Blue Chips Leave Techs Behind

Stocks soared in early trading Tuesday on the latest plans to save faltering credit markets, but the indexes pared their gains late in the day — and the Nasdaq gave back all its gains to end the day unchanged.

A plan to freeze home foreclosures and an offer from billionaire investor Warren Buffett to help bond insurers with municipal bond obligations boosted stocks in the early going, but fears that the latest moves aren’t enough to stem the seven-month-old credit market meltdown had stocks on the defensive the rest of the day.

Apple and Research In Motion led the tech pullback with losses of 3% each. RIM was weighed down after suffering a significant service outage, while Apple lost ground on fears of mobile phone competition from Google.

Yahoo lost 1% even though Microsoft signaled that it will continue trying to acquire the company.

Qwest, Nuance Communications and Veeco Instruments gained on better than expected quarterly results.

JDS Uniphase finally fell victim to profit-taking, down 7% on the day.

After the close, Applied Materials gained 4% after reporting better than expected results and new orders.
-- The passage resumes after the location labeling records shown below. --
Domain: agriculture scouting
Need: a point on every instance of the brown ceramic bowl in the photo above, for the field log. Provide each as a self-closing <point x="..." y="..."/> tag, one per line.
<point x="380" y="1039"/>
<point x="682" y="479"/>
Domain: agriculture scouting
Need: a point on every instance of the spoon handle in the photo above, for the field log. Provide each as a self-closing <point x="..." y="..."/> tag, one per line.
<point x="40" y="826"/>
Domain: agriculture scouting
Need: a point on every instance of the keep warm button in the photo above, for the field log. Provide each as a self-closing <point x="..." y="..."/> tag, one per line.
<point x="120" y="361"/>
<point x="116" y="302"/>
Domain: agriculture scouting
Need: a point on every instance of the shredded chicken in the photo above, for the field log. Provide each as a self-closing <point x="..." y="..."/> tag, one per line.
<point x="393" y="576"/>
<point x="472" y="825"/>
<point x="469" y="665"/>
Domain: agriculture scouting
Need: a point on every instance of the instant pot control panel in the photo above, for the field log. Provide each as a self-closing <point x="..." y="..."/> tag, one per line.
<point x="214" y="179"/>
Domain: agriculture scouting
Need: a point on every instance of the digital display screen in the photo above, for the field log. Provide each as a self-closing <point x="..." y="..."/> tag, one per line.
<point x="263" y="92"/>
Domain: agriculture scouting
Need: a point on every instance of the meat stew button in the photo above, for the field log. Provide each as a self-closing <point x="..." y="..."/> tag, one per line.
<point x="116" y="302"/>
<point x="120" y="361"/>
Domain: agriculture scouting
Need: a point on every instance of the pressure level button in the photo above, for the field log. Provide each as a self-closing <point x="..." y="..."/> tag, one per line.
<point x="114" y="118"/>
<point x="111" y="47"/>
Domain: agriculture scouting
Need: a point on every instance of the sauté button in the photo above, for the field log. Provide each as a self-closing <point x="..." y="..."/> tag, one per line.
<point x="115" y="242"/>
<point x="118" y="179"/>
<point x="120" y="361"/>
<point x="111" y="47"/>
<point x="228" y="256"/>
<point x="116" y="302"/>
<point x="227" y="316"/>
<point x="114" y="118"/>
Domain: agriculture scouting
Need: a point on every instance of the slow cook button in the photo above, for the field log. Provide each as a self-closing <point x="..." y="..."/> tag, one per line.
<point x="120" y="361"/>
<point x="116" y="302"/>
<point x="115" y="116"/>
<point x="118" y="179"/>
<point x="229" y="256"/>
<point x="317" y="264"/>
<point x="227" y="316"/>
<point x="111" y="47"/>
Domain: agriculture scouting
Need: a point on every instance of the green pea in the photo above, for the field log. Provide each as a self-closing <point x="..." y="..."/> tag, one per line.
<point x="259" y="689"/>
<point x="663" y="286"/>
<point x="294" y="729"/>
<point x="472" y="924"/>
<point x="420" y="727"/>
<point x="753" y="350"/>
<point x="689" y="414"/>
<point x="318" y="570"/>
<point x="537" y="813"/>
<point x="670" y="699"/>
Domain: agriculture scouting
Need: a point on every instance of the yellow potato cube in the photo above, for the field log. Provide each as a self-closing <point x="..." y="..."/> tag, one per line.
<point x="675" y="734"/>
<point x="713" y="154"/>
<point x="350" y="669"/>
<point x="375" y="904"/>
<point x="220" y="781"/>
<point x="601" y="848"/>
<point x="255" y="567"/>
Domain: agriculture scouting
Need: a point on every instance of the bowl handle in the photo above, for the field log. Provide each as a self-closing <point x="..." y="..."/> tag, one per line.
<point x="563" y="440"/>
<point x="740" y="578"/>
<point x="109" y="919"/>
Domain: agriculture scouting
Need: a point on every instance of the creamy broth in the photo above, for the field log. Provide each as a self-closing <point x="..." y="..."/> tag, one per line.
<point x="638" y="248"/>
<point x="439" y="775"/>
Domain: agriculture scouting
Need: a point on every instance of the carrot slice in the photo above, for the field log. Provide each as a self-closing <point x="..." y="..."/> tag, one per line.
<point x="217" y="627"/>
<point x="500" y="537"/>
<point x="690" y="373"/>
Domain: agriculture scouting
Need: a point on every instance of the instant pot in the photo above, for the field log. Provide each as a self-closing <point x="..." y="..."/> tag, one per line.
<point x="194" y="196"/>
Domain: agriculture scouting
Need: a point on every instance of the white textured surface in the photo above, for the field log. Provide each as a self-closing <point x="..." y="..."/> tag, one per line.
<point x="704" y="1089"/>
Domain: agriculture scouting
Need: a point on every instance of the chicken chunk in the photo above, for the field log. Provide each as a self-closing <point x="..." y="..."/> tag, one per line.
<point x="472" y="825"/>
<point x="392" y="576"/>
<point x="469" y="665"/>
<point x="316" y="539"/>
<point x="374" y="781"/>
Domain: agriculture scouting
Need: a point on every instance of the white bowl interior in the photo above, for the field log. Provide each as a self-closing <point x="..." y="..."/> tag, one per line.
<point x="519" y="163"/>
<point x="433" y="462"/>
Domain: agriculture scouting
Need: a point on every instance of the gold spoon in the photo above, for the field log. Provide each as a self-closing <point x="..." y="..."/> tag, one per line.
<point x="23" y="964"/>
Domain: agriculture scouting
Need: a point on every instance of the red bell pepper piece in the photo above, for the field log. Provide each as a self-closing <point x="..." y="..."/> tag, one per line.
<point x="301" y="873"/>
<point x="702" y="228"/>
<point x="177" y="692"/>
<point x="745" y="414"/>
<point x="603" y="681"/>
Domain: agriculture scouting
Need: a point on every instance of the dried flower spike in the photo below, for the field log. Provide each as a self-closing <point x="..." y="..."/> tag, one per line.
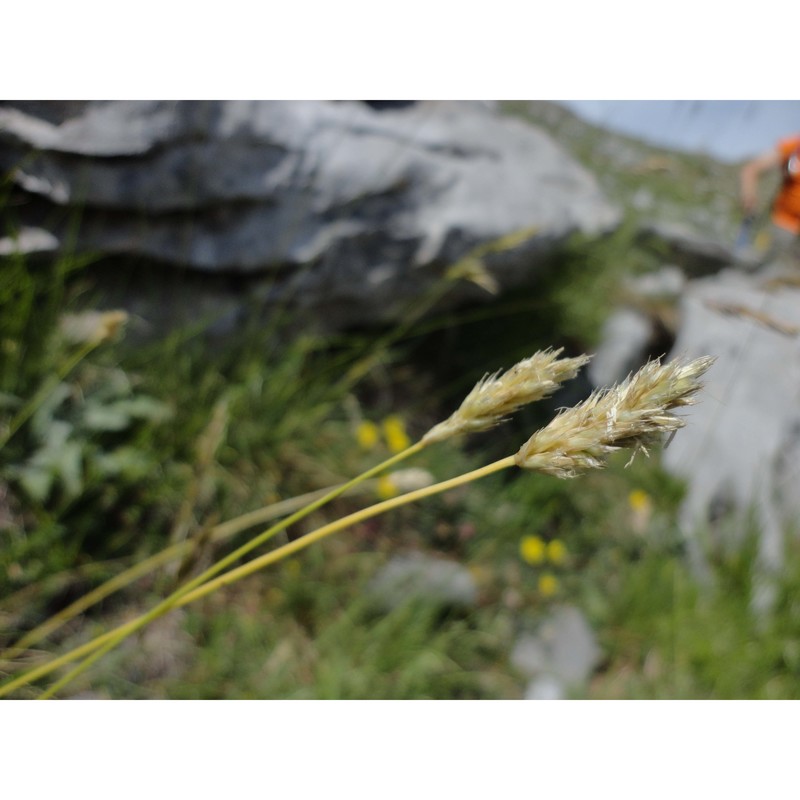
<point x="493" y="398"/>
<point x="633" y="414"/>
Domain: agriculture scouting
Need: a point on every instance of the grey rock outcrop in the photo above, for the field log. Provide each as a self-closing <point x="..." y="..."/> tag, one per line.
<point x="559" y="657"/>
<point x="420" y="577"/>
<point x="342" y="207"/>
<point x="740" y="453"/>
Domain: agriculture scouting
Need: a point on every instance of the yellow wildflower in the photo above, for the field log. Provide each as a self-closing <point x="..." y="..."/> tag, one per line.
<point x="641" y="510"/>
<point x="556" y="552"/>
<point x="639" y="500"/>
<point x="548" y="585"/>
<point x="395" y="433"/>
<point x="367" y="434"/>
<point x="532" y="550"/>
<point x="386" y="488"/>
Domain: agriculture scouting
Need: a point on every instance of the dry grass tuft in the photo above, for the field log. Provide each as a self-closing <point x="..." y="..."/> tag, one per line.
<point x="634" y="414"/>
<point x="493" y="398"/>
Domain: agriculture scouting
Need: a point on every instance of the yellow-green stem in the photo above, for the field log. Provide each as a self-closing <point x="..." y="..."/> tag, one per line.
<point x="218" y="533"/>
<point x="108" y="640"/>
<point x="217" y="567"/>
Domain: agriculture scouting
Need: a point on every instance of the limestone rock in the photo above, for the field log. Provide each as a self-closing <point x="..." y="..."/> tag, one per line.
<point x="417" y="576"/>
<point x="560" y="656"/>
<point x="740" y="450"/>
<point x="341" y="207"/>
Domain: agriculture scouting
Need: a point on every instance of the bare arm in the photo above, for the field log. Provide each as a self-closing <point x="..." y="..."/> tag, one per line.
<point x="751" y="172"/>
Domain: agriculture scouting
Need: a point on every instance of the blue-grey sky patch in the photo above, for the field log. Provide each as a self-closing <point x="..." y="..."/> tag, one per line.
<point x="729" y="130"/>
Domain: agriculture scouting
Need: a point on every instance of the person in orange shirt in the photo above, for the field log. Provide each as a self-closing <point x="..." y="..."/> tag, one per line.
<point x="786" y="206"/>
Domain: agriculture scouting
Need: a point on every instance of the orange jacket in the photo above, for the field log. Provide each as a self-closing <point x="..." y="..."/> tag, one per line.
<point x="786" y="209"/>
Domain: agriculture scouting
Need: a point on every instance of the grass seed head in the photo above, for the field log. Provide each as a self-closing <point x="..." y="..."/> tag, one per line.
<point x="496" y="396"/>
<point x="633" y="414"/>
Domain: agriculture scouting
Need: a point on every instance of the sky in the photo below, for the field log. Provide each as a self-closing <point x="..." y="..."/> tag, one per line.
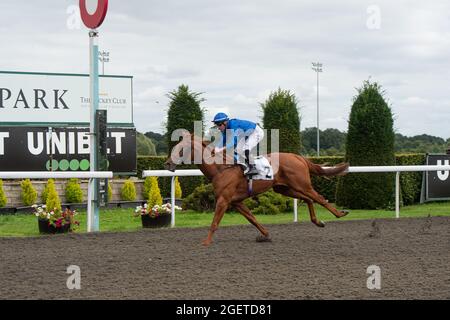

The Nasdaq was unchanged at 2320, the S&P gained 9 to 1348, and the Dow rose 133 to 12,373. Volume rose to 4.03 billion shares on the NYSE, and 2.22 billion on the Nasdaq. Advancers led by a 21-12 margin on the NYSE, and 17-13 on the Nasdaq. Upside volume was 64% on the NYSE, and 44% on the Nasdaq. New highs-new lows were 50-92 on the NYSE, and 53-111 on the Nasdaq.